During the Normandy Landings, she had near misses from two torpedoes and suffered heavy shelling from Le Havre. Empire Cutlass lost eight of her sixteen LCAs. On 13 June, Empire Cutlass transported members of the 712th Railway Operating Battalion, Transportation Corps, United States Army to France. Although the ship arrived the next day, it was not until 16 June that the troops were able to disembark, due to the weather.

Later in June while in the Solent, a V-1 flying bomb brought down by her barrage balloon exploded on her starboard side. She continued to ferry troops from England to France after repairs.
On 21 November she was damaged by an oyster mine off the Digne Light, Le Havre, France, but no casualties were reported. She was sent for repairs in Falmouth.
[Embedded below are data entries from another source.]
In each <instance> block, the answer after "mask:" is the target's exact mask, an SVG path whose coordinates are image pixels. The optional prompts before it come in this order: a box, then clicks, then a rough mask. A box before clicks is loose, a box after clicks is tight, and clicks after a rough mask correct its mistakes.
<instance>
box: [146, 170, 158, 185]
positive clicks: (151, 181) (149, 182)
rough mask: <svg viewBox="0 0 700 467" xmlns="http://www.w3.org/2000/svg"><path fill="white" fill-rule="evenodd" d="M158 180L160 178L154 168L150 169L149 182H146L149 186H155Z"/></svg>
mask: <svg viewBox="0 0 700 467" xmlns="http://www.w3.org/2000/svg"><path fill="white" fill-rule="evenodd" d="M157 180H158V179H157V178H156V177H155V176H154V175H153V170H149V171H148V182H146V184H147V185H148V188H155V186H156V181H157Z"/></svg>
In 1945 she was requisitioned by the Admiralty and commissioned as HMS Sansovino, under which name she served out the remainder of the war. Sansovino participated in Operation Zipper in September 1945.

===Post-war===
On 18 January 1946 she was in the Pacific when the Highland Brigade, carrying two thousand Indian troops, struck a mine off Singapore. The Sansovino, which was carrying troops of the 2nd Battalion West Yorkshire Regiment from Soerabaja, came to the aid of the stricken Highland Brigade, and took 110 Indian troops off with her landing craft. The Highland Brigade was subsequently towed into Singapore. She was returned to the Ministry of War Transport in June 1946, which returned her to Furness, Withy & Co under her original name of Empire Cutlass. She was returned to the United States Navy in 1947 and operated by the United States Maritime Commission.
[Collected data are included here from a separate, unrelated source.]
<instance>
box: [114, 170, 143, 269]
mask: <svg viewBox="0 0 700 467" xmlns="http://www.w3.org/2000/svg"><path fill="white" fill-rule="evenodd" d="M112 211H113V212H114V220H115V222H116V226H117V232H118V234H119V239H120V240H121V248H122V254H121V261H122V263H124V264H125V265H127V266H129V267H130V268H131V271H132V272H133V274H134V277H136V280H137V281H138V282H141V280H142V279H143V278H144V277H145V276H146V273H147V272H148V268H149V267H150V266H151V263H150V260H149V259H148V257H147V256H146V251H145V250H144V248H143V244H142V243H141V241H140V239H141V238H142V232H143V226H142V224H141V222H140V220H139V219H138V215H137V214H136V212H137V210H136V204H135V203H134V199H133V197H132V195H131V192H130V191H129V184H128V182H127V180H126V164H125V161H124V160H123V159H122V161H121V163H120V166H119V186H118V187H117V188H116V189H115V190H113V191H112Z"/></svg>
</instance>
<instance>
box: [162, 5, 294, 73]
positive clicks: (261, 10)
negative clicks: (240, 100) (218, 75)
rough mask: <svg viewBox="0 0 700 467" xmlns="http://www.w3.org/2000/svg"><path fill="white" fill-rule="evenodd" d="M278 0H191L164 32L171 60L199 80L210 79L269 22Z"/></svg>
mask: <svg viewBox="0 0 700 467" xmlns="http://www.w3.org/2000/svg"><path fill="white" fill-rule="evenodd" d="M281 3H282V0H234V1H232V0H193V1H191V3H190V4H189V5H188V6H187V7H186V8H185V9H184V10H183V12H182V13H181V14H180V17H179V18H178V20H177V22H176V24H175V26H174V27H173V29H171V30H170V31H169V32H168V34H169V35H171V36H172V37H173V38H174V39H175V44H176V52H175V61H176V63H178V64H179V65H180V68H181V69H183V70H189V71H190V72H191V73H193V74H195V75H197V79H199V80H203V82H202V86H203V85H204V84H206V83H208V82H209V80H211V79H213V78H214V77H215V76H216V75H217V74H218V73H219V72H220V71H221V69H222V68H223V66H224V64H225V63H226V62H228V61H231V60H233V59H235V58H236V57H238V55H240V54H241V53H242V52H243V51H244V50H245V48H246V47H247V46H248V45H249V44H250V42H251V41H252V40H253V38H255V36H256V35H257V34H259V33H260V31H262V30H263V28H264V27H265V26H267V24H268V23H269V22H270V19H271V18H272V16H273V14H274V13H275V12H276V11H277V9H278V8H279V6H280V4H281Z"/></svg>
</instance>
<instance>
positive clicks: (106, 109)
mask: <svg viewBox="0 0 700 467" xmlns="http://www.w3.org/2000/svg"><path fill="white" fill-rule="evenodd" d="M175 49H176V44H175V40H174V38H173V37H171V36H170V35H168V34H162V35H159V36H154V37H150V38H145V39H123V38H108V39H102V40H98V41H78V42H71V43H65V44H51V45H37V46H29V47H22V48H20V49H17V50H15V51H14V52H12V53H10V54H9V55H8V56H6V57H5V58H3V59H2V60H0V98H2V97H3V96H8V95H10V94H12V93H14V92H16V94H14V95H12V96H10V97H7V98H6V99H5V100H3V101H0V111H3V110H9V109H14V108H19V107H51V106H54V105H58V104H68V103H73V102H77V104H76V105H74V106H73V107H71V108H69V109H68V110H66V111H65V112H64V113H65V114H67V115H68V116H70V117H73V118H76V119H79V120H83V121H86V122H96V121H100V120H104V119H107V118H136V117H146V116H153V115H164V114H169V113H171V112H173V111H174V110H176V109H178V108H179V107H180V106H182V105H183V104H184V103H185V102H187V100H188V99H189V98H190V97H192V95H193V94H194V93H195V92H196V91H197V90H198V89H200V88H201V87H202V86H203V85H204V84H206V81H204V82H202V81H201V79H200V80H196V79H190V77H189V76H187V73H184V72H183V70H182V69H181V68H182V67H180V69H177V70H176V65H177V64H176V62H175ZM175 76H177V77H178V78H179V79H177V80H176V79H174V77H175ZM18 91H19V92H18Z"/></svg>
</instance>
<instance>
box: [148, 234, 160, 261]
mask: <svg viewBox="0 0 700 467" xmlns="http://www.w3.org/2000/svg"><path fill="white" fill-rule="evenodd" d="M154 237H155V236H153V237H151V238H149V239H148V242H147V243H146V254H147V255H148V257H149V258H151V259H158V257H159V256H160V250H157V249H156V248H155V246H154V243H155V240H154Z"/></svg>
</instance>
In 1947, she was returned to the USMC. On 8 October 1947, she was allocated to the Reserve Fleet and laid up in the James River, Virginia. In 1948, an attempt was made by China to purchase the ship, and she was renamed Hai Ou in preparation. Although Empire Cutlass was withdrawn from the Reserve Fleet on 29 April 1948 and delivered to Norfolk, Virginia, the sale fell through due to the outbreak of the Chinese Civil War. The ship was arrested as it had not been paid for. It was held by Dichman, Wright & Pugh awaiting disposal. Empire Cutlass re-entered the Reserve Fleet on 28 August 1950. On 21 December 1951, a recommendation was made that the ship be scrapped. She was reported to be slightly damaged, with repairs estimated at $35,000 and conversion costs estimated at $395,000. She remained in the Reserve Fleet on the James River.
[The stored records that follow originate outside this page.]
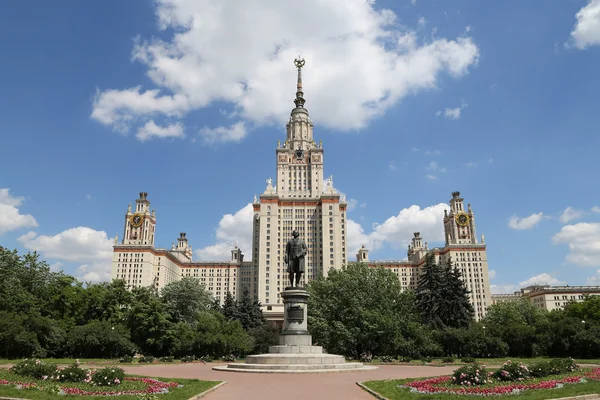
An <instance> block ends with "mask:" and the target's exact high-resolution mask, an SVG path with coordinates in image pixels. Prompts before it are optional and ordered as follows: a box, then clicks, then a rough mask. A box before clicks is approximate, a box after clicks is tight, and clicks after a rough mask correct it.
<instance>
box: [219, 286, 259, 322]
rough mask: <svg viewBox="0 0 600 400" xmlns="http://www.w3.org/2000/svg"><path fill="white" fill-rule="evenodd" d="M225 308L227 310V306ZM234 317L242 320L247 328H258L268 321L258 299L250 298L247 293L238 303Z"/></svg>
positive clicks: (239, 320) (224, 307)
mask: <svg viewBox="0 0 600 400" xmlns="http://www.w3.org/2000/svg"><path fill="white" fill-rule="evenodd" d="M223 310H224V311H225V306H223ZM234 319H236V320H238V321H240V323H241V324H242V326H243V327H244V329H245V330H248V329H252V328H256V327H257V326H261V325H262V324H264V323H265V322H266V320H265V317H264V315H263V313H262V310H261V308H260V303H259V302H258V300H256V299H252V298H250V296H248V295H247V294H245V295H244V296H242V298H241V299H240V301H239V302H238V303H237V307H236V310H235V316H234Z"/></svg>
In 1960, she was sold to Taiwan, and was withdrawn from the Reserve Fleet on 27 July. Empire Cutlass was renamed Hai Ou, and entered service with the China Merchants Steam Navigation Co., of Taiwan. On 8 March 1962, Hai Ou collided with the Japanese steamship at Kobe. She sailed with them until 1970, when she was sold for breaking up, being scrapped at Kaohsiung, Taiwan by 15 October 1970.